In tempo di pace il traffico locale si divideva tra porta Pinciana e la vicina porta Salaria. Un singolare documento del 1467 attesta l’uso di concedere le porte urbane in “affitto”, con relativo diritto alla riscossione del pedaggio per il transito, a privati investitori che si assicuravano un buon guadagno dalle gabelle applicate a uomini e merci. Nel 1474 al prezzo di «79 fiorini currenti e bolognini 10» un certo conte de Stefano Maccaroni si aggiudicò, con un unico lotto, le porte Pinciana e Salaria (registro della dogana per l’anno 1474, conservato nell’Archivio Vaticano, documento XXXVII, riportato da S. Malatesta in “Statuti delle gabelle di Roma”, Roma 1886).

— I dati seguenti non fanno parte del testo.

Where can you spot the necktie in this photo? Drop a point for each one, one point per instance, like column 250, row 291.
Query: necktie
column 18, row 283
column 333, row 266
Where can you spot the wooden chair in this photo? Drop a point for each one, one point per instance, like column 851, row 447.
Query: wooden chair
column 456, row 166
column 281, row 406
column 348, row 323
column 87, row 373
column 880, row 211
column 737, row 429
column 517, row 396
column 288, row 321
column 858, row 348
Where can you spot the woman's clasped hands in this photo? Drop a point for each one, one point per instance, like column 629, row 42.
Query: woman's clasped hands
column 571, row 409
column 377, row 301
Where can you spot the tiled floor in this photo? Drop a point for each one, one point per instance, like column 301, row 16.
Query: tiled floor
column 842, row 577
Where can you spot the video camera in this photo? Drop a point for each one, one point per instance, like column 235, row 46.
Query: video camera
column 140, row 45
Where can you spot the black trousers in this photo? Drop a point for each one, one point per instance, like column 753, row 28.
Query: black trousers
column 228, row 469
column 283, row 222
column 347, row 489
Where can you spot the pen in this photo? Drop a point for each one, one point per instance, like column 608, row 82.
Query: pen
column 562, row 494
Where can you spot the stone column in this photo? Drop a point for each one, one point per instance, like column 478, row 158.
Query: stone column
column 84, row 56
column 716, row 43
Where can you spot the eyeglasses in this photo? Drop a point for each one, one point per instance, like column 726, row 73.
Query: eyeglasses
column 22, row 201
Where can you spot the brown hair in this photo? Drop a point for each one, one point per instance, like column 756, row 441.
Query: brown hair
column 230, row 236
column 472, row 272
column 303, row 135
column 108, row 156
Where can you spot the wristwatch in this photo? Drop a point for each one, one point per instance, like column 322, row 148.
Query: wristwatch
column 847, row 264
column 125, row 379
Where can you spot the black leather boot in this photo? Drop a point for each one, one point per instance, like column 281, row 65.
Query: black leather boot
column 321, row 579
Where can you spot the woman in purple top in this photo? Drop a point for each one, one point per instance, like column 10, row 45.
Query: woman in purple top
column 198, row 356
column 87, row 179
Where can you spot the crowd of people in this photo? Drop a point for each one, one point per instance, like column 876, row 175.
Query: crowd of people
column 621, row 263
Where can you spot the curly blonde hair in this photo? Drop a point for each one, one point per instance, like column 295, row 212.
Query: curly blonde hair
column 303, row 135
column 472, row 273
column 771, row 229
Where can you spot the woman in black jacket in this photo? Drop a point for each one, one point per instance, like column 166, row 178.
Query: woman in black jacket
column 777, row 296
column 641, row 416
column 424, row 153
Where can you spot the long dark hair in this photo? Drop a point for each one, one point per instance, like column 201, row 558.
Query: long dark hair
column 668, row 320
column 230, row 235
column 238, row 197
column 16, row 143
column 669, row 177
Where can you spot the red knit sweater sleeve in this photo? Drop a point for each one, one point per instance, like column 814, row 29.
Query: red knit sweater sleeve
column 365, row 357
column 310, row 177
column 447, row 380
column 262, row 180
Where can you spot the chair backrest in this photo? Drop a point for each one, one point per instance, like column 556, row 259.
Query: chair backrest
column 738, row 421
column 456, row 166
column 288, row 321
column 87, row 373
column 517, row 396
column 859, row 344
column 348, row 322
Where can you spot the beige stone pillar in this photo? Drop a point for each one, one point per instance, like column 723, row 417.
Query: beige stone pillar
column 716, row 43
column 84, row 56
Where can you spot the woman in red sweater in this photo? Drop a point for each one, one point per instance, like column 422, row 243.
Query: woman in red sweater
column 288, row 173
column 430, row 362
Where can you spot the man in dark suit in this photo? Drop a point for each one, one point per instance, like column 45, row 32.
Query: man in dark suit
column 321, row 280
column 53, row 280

Nel XVIII secolo le torri si conservavano ancora fino al secondo piano ma, intorno al 1821, la struttura era talmente fatiscente e traballante che, per motivi di sicurezza, furono abbattute le parti sommitali e foderata la parte inferiore della torre orientale, poi ulteriormente rinforzata ai tempi di Pio IX. Per agevolare il traffico, tra il 1908 e il 1935, sacrificando la muratura antica, furono aperti gli attuali passaggi veicolari.